Saya datang kesini pada idul fitri tahun 2017, berbeda dengan saat pertama saya kesini waktu smp. Sudah banyak perubahan, seperti bertambahnya fasilitas umum adanya penunjuk arah dan jadi banyaknya orang berjualan di sebelum pintu masuk nya.
Ya karena tempat wisata ini sudah mulai terkenal dan banyak pengunjung nya, tapi enaknya walaupun sudah cukup terkenal tapi tiket masuknya masih sangat murah, kalau gak salah sekitar 2k atau 3k gitu per orang nya.

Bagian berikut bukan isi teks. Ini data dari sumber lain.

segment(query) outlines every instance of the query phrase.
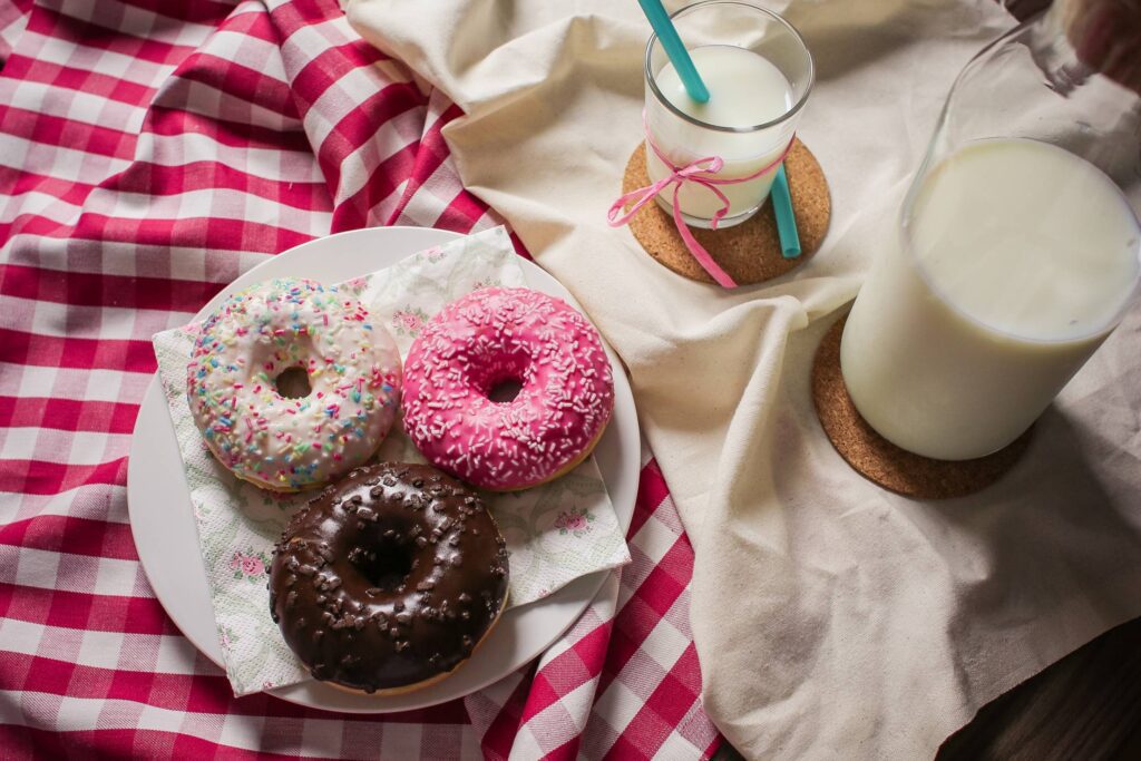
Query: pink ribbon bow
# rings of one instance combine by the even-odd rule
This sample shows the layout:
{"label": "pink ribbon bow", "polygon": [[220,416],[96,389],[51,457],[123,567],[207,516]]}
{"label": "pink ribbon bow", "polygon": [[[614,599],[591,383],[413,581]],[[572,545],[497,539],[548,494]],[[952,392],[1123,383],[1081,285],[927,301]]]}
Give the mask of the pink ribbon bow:
{"label": "pink ribbon bow", "polygon": [[[642,114],[642,121],[646,123],[645,113]],[[646,123],[646,143],[649,145],[650,149],[654,151],[654,154],[662,160],[662,163],[669,167],[670,173],[656,183],[647,185],[646,187],[640,187],[636,191],[623,194],[610,205],[610,210],[606,213],[606,218],[610,222],[610,227],[621,227],[633,219],[634,214],[637,214],[642,207],[654,200],[654,196],[667,188],[670,185],[673,185],[673,203],[671,204],[673,208],[673,224],[677,226],[678,234],[681,235],[681,240],[686,244],[686,248],[689,249],[689,253],[694,254],[694,259],[697,260],[697,264],[699,264],[719,285],[722,288],[737,288],[737,283],[729,276],[729,273],[721,269],[720,265],[713,261],[713,257],[710,256],[710,252],[706,251],[704,246],[697,242],[697,238],[694,237],[694,234],[689,232],[689,227],[681,218],[681,209],[678,204],[678,194],[681,193],[681,187],[686,183],[696,183],[715,195],[721,202],[721,208],[713,213],[710,227],[712,229],[717,229],[718,222],[720,222],[721,218],[729,211],[729,199],[718,188],[718,186],[747,183],[748,180],[756,179],[766,172],[772,171],[780,165],[780,162],[784,161],[788,155],[788,152],[792,151],[792,144],[795,139],[796,136],[794,135],[788,140],[788,145],[785,146],[785,149],[780,152],[780,155],[760,170],[745,177],[726,179],[713,177],[713,175],[717,175],[725,167],[725,161],[722,161],[721,156],[705,156],[704,159],[691,161],[685,167],[675,165],[654,143],[654,139],[649,133],[649,124]],[[630,208],[630,211],[623,213],[622,210],[630,201],[634,201],[634,205]]]}

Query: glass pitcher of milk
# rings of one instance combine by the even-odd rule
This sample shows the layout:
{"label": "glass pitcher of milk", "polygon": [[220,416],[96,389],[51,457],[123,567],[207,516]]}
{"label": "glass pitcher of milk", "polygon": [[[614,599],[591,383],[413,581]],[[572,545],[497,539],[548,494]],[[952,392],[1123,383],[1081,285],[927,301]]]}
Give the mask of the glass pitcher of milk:
{"label": "glass pitcher of milk", "polygon": [[[707,0],[671,18],[710,99],[697,103],[689,97],[657,35],[652,35],[645,68],[646,172],[658,181],[674,168],[718,156],[725,164],[715,177],[741,181],[718,186],[725,200],[698,184],[686,184],[678,205],[686,224],[707,228],[727,201],[718,227],[730,227],[752,217],[768,197],[812,89],[812,56],[788,22],[751,2]],[[670,194],[656,200],[671,211]]]}
{"label": "glass pitcher of milk", "polygon": [[960,74],[898,246],[848,317],[852,402],[905,450],[1006,446],[1136,305],[1141,98],[1075,54],[1081,1],[1055,1]]}

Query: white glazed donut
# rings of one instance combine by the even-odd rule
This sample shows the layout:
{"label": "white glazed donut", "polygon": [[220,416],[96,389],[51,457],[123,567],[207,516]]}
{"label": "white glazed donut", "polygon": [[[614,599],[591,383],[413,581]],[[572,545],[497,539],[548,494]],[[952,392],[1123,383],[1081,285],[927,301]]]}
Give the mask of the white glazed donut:
{"label": "white glazed donut", "polygon": [[[285,388],[290,374],[299,390]],[[297,492],[377,451],[399,404],[400,355],[346,292],[274,280],[230,297],[202,324],[186,379],[218,460],[257,486]]]}

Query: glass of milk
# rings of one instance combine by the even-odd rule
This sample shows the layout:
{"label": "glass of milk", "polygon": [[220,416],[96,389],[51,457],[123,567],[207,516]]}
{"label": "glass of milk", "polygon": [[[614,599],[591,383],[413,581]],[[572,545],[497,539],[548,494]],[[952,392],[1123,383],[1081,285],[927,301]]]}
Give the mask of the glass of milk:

Jadi ditempat ini terdapat beberapa lokasi yang bisa dikunjungi, dan untuk sampai kesana dilakukan dengan cara berjalan kaki, kalau menurut saya yang suka treking hal ini tidak terlalu melelahkan, tapi bila kalian bersama orang tua mungkin akan cukup menguras tenaga mereka apalagi untuk sampai ke lokasi paling ujung dari tempat ini yaitu "Patimuan". Tapi untung nya disepanjang jalan nya ini tidak akan terasa terik matahari karena di sepanjang jalan nya tertutup oleh pohon, jadi walaupun kita datang pada saat matahari sedang terik terik nya diluar saat memasuki tempat ini, hal itu tidak akan menjadi masalah.
3. Penyabungan Ayam
Di Tempat ini terdapat sebuah mitos yang katanya bisa mengabulkan doa seseorang, jika kamu berjalan dengan mata tertutup menuju tengah dari pohon. Untuk video nya bisa kalian cek didieu
4. Lambang Peribadatan
5. Cikahuripan
Di lokasi "Cikahuripan" tidak terdapat tanda-tanda adanya peninggalan arkeologis. Tetapi merupakan sebuah sumur yang letaknya dekat dengan pertemuan antara dua sungai, yaitu sungai Ci Tanduy dan sungai Ci Muntur. Sumur ini disebut "Cikahuripan" karena dianggap berisi air kehidupan (dimana air dipercaya sebagai lambang kehidupan). Sumur ini merupakan sumur abadi karena airnya tidak pernah kering sepanjang tahun.(Dikutip dari Wikipedia)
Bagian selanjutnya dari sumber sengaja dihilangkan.